The development of advanced controller for heating, ventilation, and air conditioning (HVAC) system contributes significantly to building energy conservation. While the success of these optimal control technologies is highly relied on the accuracy of energy models. Existing energy models are mostly based on data-driven models, and their extrapolation/generalization ability is the major barrier for their real-world application. To solve this problem, this paper proposes a general framework of physics-informed neural network (PINN) to improve the extrapolation performance of energy models.

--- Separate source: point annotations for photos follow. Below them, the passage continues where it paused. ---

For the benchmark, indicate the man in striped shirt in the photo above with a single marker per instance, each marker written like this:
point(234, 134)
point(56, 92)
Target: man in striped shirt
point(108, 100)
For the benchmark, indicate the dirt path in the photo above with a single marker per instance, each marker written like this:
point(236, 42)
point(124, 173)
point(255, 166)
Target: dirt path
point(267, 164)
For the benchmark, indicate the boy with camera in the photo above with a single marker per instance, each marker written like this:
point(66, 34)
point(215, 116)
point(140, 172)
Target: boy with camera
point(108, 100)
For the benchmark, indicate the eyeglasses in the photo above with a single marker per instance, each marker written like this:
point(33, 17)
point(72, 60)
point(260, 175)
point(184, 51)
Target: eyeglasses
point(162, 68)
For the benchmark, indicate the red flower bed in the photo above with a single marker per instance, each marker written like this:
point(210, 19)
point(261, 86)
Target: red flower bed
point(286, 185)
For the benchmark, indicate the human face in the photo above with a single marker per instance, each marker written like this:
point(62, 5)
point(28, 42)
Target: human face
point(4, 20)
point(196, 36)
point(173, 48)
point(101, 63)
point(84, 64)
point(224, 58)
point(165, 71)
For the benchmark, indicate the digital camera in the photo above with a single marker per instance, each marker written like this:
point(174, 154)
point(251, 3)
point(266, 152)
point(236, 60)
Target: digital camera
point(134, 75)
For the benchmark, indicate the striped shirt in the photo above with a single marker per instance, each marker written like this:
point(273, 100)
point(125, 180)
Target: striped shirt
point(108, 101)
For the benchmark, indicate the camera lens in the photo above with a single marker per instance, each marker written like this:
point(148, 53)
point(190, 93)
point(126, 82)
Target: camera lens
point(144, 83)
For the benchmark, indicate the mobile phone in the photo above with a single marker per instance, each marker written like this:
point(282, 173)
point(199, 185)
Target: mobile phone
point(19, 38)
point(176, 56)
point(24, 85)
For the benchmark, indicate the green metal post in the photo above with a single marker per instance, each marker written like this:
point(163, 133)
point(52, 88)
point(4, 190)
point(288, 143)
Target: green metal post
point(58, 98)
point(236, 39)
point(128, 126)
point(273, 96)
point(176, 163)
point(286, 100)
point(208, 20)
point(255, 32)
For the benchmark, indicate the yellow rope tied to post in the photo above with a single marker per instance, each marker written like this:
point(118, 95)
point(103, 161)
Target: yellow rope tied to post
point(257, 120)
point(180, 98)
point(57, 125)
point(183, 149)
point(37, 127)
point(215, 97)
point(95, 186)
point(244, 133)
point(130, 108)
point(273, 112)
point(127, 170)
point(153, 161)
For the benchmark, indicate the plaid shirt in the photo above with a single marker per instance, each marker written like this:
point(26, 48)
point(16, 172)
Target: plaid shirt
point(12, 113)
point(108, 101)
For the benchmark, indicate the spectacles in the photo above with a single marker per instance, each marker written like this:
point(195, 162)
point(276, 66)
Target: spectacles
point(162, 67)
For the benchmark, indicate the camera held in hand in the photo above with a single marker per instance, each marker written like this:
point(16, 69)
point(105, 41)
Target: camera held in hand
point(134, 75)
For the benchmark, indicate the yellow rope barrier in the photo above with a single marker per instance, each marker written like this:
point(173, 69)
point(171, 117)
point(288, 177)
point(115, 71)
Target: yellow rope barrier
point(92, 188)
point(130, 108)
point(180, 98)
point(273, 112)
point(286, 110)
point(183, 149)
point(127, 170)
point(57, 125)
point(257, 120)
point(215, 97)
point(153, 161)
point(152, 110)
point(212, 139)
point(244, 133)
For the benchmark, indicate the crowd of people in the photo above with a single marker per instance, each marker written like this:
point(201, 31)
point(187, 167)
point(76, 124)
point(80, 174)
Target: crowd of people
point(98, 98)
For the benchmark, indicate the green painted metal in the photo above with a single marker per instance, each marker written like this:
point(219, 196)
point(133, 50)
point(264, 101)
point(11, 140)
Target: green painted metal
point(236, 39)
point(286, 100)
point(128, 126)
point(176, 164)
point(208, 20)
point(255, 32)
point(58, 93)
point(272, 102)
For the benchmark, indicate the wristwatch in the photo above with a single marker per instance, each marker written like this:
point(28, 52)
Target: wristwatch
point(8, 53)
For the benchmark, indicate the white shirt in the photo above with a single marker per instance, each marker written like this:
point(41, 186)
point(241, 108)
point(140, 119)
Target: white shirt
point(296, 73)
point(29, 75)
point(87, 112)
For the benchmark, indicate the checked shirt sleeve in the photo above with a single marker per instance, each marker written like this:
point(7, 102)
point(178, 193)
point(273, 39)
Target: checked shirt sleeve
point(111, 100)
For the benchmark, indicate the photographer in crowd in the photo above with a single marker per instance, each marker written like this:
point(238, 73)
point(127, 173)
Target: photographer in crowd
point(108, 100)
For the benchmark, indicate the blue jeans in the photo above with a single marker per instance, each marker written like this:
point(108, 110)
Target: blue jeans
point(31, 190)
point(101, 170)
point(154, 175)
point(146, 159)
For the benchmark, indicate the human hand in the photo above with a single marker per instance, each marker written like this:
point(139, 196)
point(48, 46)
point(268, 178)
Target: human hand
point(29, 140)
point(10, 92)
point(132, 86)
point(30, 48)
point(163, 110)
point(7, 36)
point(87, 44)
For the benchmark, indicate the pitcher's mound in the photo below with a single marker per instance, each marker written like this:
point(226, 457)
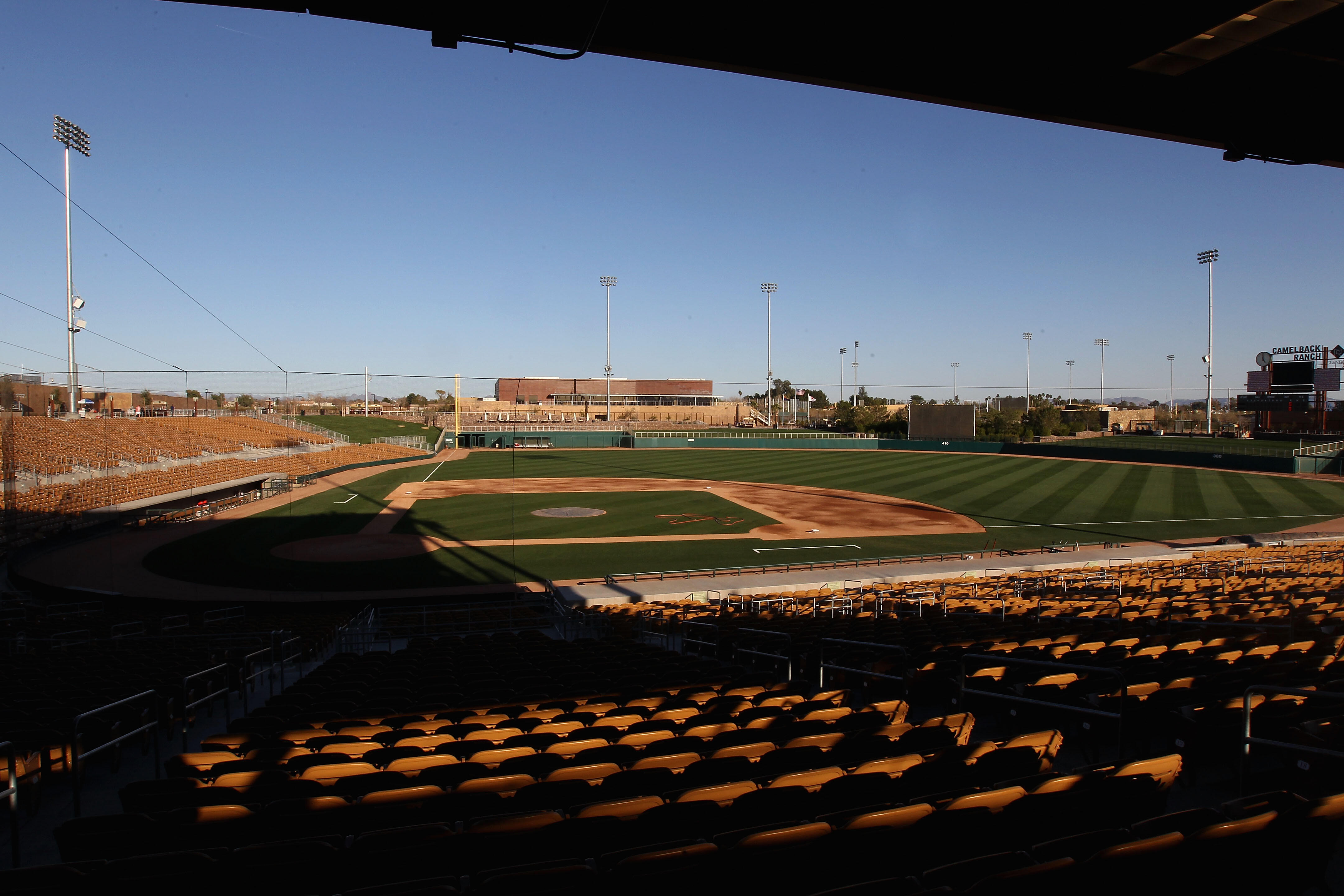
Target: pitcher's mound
point(353, 548)
point(569, 512)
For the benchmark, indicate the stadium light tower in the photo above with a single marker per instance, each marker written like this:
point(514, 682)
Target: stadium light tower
point(1027, 336)
point(769, 289)
point(1104, 343)
point(855, 366)
point(843, 350)
point(609, 282)
point(1209, 257)
point(72, 138)
point(1171, 395)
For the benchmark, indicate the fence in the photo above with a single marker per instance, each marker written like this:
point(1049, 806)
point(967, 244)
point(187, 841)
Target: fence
point(847, 565)
point(299, 425)
point(409, 441)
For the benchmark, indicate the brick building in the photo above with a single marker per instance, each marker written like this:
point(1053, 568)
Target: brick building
point(545, 390)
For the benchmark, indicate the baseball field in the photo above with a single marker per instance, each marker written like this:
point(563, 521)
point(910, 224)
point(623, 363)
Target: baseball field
point(525, 516)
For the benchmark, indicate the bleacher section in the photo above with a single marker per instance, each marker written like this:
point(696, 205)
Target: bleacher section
point(924, 743)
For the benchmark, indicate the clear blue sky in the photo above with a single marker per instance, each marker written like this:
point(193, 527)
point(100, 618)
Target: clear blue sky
point(347, 195)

The prior physics knowledge is divided into structure-type knowledge and trend-type knowledge, and they are embedded into neural network, forming the structure-type physics-informed neural network (S-PINN) and trend-type physics-informed neural network (T-PINN). The S-PINN aims at using known physics equation to guide the design of network architecture, while the T-PINN is to transform known trend relationship as physics loss function to ensure network output is consistent with physical trend. The overall idea of PINN is applied for the optimal control task of chiller plant in a real commercial building. The energy models of chilled water pump, cooling water pump, cooling tower and chiller are developed using both history data and physics knowledge. Comprehensive experiments are conducted to compare the extrapolation performance of gray-box model, pure data-driven model, and proposed PINN. The results demonstrate that both the structure-type knowledge and trend-type knowledge can significantly improve the model extrapolation performance. And the field experiments showed that the developed PINNs achieved 23.2 % improvement of energy efficiency by resetting system control setpoint.

Suggested Citation

  • Liang, Xinbin & Liu, Ying & Chen, Siliang & Li, Xilin & Jin, Xinqiao & Du, Zhimin, 2025. "Physics-informed neural network for chiller plant optimal control with structure-type and trend-type prior knowledge," Applied Energy, Elsevier, vol. 390(C).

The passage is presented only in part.